Tudo isso aconteceu após show de Moacyr Luz e Samba do Trabalhador, que aconteceu na última segunda-feira e teve participação da cantora Teresa Cristina. Em contato com O DIA antes da veiculação do segundo comunicado, eles repudiaram a censura promovida pelo clube.
Teresa Cristina, que fez participação na roda de samba e homenageou Elza Soares, que faleceu na semana passada, relatou estar surpresa com a nota do clube, a qual denominou como "pesada, estranha e que não diz com clareza qual o pensamento por traz dela".

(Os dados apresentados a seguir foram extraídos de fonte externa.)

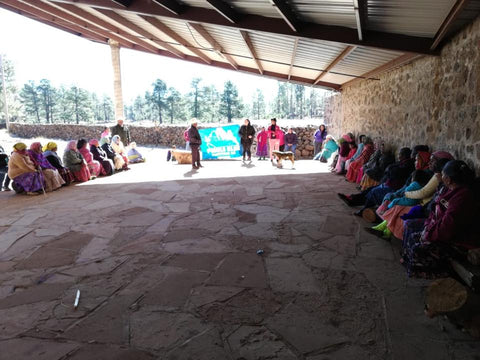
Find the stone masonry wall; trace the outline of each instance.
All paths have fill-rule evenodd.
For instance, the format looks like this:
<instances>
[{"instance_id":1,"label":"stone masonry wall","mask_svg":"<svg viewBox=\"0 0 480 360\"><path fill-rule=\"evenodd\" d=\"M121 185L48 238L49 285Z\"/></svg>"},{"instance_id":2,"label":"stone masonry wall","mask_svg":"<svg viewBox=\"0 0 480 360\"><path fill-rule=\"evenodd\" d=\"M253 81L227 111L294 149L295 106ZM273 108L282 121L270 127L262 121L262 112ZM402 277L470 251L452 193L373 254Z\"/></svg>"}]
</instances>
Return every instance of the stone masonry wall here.
<instances>
[{"instance_id":1,"label":"stone masonry wall","mask_svg":"<svg viewBox=\"0 0 480 360\"><path fill-rule=\"evenodd\" d=\"M425 56L346 86L327 106L327 124L401 146L428 144L480 170L480 18L441 56Z\"/></svg>"},{"instance_id":2,"label":"stone masonry wall","mask_svg":"<svg viewBox=\"0 0 480 360\"><path fill-rule=\"evenodd\" d=\"M153 145L170 147L176 145L179 148L185 146L183 140L184 126L156 126L141 127L128 126L132 141L139 145ZM43 137L46 139L77 140L80 138L99 138L105 126L72 125L72 124L22 124L11 123L10 133L22 138ZM200 127L201 128L201 127ZM293 131L298 136L297 158L313 157L313 134L317 128L296 127ZM258 129L257 129L258 130ZM256 141L252 147L256 151Z\"/></svg>"}]
</instances>

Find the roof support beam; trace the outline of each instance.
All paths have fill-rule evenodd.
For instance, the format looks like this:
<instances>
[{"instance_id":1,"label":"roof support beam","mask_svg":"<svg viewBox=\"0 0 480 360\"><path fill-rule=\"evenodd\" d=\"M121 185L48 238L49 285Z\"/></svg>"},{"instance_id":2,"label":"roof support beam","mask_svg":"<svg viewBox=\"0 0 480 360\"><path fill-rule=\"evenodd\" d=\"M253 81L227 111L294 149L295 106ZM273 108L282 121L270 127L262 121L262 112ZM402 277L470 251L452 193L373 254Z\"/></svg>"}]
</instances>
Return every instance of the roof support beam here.
<instances>
[{"instance_id":1,"label":"roof support beam","mask_svg":"<svg viewBox=\"0 0 480 360\"><path fill-rule=\"evenodd\" d=\"M340 61L345 59L348 55L352 53L353 50L355 50L356 46L347 46L341 53L338 55L335 60L333 60L325 70L323 70L320 75L315 79L314 85L316 85L325 75L328 74L330 70L333 69L335 65L337 65Z\"/></svg>"},{"instance_id":2,"label":"roof support beam","mask_svg":"<svg viewBox=\"0 0 480 360\"><path fill-rule=\"evenodd\" d=\"M401 52L415 52L420 54L438 55L438 51L430 50L432 39L368 31L364 40L358 39L358 31L344 26L329 26L316 23L302 22L298 32L293 31L283 19L269 18L259 15L243 15L236 23L227 20L216 10L186 6L184 12L175 15L152 0L136 0L127 9L115 5L110 0L50 0L54 2L70 2L86 4L94 8L110 8L128 11L149 16L163 16L177 20L199 22L212 25L227 26L246 31L262 31L272 34L289 35L308 39L334 41L348 45L362 45ZM213 1L213 0L209 0Z\"/></svg>"},{"instance_id":3,"label":"roof support beam","mask_svg":"<svg viewBox=\"0 0 480 360\"><path fill-rule=\"evenodd\" d=\"M155 43L158 43L161 47L166 49L167 51L170 51L172 54L175 56L183 59L185 57L185 54L178 51L176 48L171 46L170 44L167 44L165 41L162 39L156 37L155 35L149 33L147 30L141 28L140 26L134 24L133 22L125 19L123 16L117 14L115 11L112 10L103 10L103 9L96 9L97 11L101 12L103 15L108 16L112 20L115 20L117 23L127 27L128 29L132 30L133 32L136 32L137 34L154 41Z\"/></svg>"},{"instance_id":4,"label":"roof support beam","mask_svg":"<svg viewBox=\"0 0 480 360\"><path fill-rule=\"evenodd\" d=\"M235 24L240 19L240 14L223 0L207 0L213 8L222 15L225 19Z\"/></svg>"},{"instance_id":5,"label":"roof support beam","mask_svg":"<svg viewBox=\"0 0 480 360\"><path fill-rule=\"evenodd\" d=\"M355 20L357 22L358 40L364 40L365 30L367 29L367 0L353 0L353 7L355 10Z\"/></svg>"},{"instance_id":6,"label":"roof support beam","mask_svg":"<svg viewBox=\"0 0 480 360\"><path fill-rule=\"evenodd\" d=\"M430 50L435 50L437 46L442 42L448 30L452 26L452 23L458 18L458 15L460 15L463 9L465 9L465 6L467 6L469 1L470 0L457 0L457 2L453 5L452 9L448 13L442 25L440 25L437 33L435 34L432 46L430 46Z\"/></svg>"},{"instance_id":7,"label":"roof support beam","mask_svg":"<svg viewBox=\"0 0 480 360\"><path fill-rule=\"evenodd\" d=\"M143 47L145 50L148 50L148 51L153 52L153 53L158 52L157 47L149 44L148 42L146 42L142 39L139 39L138 36L132 35L131 33L126 32L126 31L116 27L115 25L109 23L108 21L105 21L105 20L89 13L88 11L85 11L85 10L79 8L78 6L71 5L71 4L60 4L60 3L56 4L56 5L60 8L62 8L63 10L68 11L69 13L77 16L78 18L80 18L84 21L88 21L92 24L97 24L97 25L113 32L114 34L118 34L119 36L121 36L121 37L123 37L127 40L130 40L133 43L137 43L138 45Z\"/></svg>"},{"instance_id":8,"label":"roof support beam","mask_svg":"<svg viewBox=\"0 0 480 360\"><path fill-rule=\"evenodd\" d=\"M212 59L210 59L207 55L205 55L203 52L198 50L195 46L190 44L187 40L185 40L183 37L178 35L175 31L170 29L167 25L162 23L160 20L154 17L149 17L149 16L142 16L142 18L150 23L150 25L156 27L158 30L163 32L165 35L168 37L172 38L176 42L180 43L183 47L187 48L191 52L193 52L195 55L197 55L200 59L205 61L207 64L210 64L212 62Z\"/></svg>"},{"instance_id":9,"label":"roof support beam","mask_svg":"<svg viewBox=\"0 0 480 360\"><path fill-rule=\"evenodd\" d=\"M218 53L220 56L225 58L232 67L237 70L238 65L237 62L229 55L226 54L223 50L222 46L208 33L208 31L198 23L188 23L188 26L191 26L195 29L196 32L200 34L201 37L205 39L206 42L210 44L210 46Z\"/></svg>"},{"instance_id":10,"label":"roof support beam","mask_svg":"<svg viewBox=\"0 0 480 360\"><path fill-rule=\"evenodd\" d=\"M290 81L290 77L292 76L293 63L295 62L295 57L297 56L297 48L298 48L298 38L295 39L295 42L293 44L292 60L290 60L290 69L288 70L289 81Z\"/></svg>"},{"instance_id":11,"label":"roof support beam","mask_svg":"<svg viewBox=\"0 0 480 360\"><path fill-rule=\"evenodd\" d=\"M257 52L255 51L255 47L253 46L252 39L250 39L250 35L248 35L248 32L243 30L240 30L240 35L242 35L242 38L247 45L248 51L250 52L253 61L255 61L255 64L257 64L258 72L263 75L263 67L258 60Z\"/></svg>"},{"instance_id":12,"label":"roof support beam","mask_svg":"<svg viewBox=\"0 0 480 360\"><path fill-rule=\"evenodd\" d=\"M60 19L55 18L54 16L50 16L49 14L41 11L35 11L35 14L25 11L23 8L20 9L18 7L13 7L10 5L5 4L5 1L0 2L0 7L4 8L5 10L12 11L16 14L28 17L32 20L39 21L43 24L53 26L59 30L63 30L69 32L73 35L83 37L85 39L91 41L98 41L101 43L108 43L108 38L90 32L88 30L82 29L79 26L69 24L65 21L61 21ZM33 8L32 8L33 9ZM47 20L48 19L48 20Z\"/></svg>"},{"instance_id":13,"label":"roof support beam","mask_svg":"<svg viewBox=\"0 0 480 360\"><path fill-rule=\"evenodd\" d=\"M180 15L184 7L182 4L177 2L176 0L153 0L155 1L158 5L164 7L166 10L170 11L172 14L175 15Z\"/></svg>"},{"instance_id":14,"label":"roof support beam","mask_svg":"<svg viewBox=\"0 0 480 360\"><path fill-rule=\"evenodd\" d=\"M277 9L283 20L285 20L288 26L290 26L290 29L297 32L300 28L300 24L290 5L288 5L285 0L270 0L270 2Z\"/></svg>"},{"instance_id":15,"label":"roof support beam","mask_svg":"<svg viewBox=\"0 0 480 360\"><path fill-rule=\"evenodd\" d=\"M403 54L402 56L400 56L396 59L393 59L393 60L389 61L388 63L377 67L376 69L373 69L369 72L366 72L365 74L362 74L362 76L359 76L359 77L357 77L353 80L350 80L350 81L342 84L342 89L347 85L352 85L352 84L357 83L357 82L362 81L362 80L368 80L372 76L379 75L379 74L381 74L385 71L391 70L393 68L397 68L397 67L406 65L409 62L412 62L413 60L415 60L417 58L420 58L422 56L423 55L412 54L412 53Z\"/></svg>"}]
</instances>

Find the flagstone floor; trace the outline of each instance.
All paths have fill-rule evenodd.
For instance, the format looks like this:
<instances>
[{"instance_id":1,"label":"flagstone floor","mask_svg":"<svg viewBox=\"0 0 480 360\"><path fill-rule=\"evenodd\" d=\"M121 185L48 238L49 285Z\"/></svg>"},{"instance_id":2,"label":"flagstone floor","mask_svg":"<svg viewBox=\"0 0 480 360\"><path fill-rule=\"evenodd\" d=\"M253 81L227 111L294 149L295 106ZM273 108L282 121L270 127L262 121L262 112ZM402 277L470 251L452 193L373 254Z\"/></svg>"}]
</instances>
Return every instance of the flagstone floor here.
<instances>
[{"instance_id":1,"label":"flagstone floor","mask_svg":"<svg viewBox=\"0 0 480 360\"><path fill-rule=\"evenodd\" d=\"M0 359L478 359L323 164L163 155L0 193Z\"/></svg>"}]
</instances>

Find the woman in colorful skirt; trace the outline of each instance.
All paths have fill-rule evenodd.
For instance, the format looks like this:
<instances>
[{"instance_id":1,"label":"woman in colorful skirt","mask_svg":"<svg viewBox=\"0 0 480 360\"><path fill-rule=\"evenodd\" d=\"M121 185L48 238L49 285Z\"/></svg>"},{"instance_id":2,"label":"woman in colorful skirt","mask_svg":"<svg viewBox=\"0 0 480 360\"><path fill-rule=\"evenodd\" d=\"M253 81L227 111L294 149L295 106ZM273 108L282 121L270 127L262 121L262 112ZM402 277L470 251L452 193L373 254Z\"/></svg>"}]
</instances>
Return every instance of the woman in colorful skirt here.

"Para mim, um lugar que há tantos anos recebe inúmeras pessoas do samba, pode ser chamado de casa de samba. E a casa de samba é a casa do povo. E a voz do povo sempre sobressai. Principalmente, em um lugar com este título. O samba é libertário, revolucionário, contestador. Você não pode dizer que é sambista e ir contra a liberdade das pessoas. Isso é muito complexo. Não consigo descrever isso em uma simples resposta. Mas acho que num ano de eleições, a casa lançar uma nota que proíbe manifestações políticas dentro daquele local, ela diz que você não pode cantar samba. Não conheço discurso mais político que o samba", declarou a sambista.
Questionada sobre a manifestação popular que teria acontecido na última segunda-feira e gerado a veiculação da nota pela presidência do Renascença, a cantora disse que única manifestação popular foi o samba.
"Cantei 'Meu Guri' e o samba-enredo em homenagem à Elza feito pela Mocidade Independente de Padre Miguel. Achei curioso que na hora do samba para a Elza, notei poucas pessoas com olhares de reprovação e achei bem esquisito como um samba para uma estrela, uma das mulheres mais importantes da história do Brasil, pode incomodar alguém. Mas aquilo ali foi um sentimento meu. Vi aquela cara, mas nunca tive medo de cara feia ou cara atravessada. Deixei pra lá. Fora isso, não vi nada. Não aconteceu nada. Foi uma segunda-feira completamente normal", garantiu ela.
Teresa Cristina, que costuma acompanhar o Samba do Trabalhador, dar canjas nos shows e levar amigos e familiares para conhecer o local, revela ainda que não pretende retornar ao espaço pela censura ser contra a sua natureza.
"Vi que muita gente se indignou com a nota. Mas tem uma galera também, que se diz sambista, está ali e me ofendendo. Muitas pessoas partidárias desse governo de morte. Não posso estar num lugar assim. Imagina! O samba nos faz bem, nos renova, nos traz boas energias, mas precisamos ser livres. Precisamos cantar o que a gente quer. Não pode ninguém chegar e dizer o que você pode falar ou como se comportar porque isso não é samba, isso é quartel. Ninguém está ali para receber ordem. Eu não estou, então, não vou", finalizou.
Já Moacyr Luz e o Samba do Trabalhador usou as redes sociais para se pronunciar. "O samba, em sua essência, sempre foi um ato de resistência. Um lugar onde aqueles que nunca tiveram voz, passaram a poder se expressar através da arte. Por aqui, seremos sempre apreciadores incansáveis da liberdade da expressão, e contra quaisquer tipo de censura", disse em nota.
Em contato com O DIA, Moacyr afirmou que o grupo não tem "a menor pretensão ou vontade de impedir" qualquer manifestação espontânea do público em seus shows.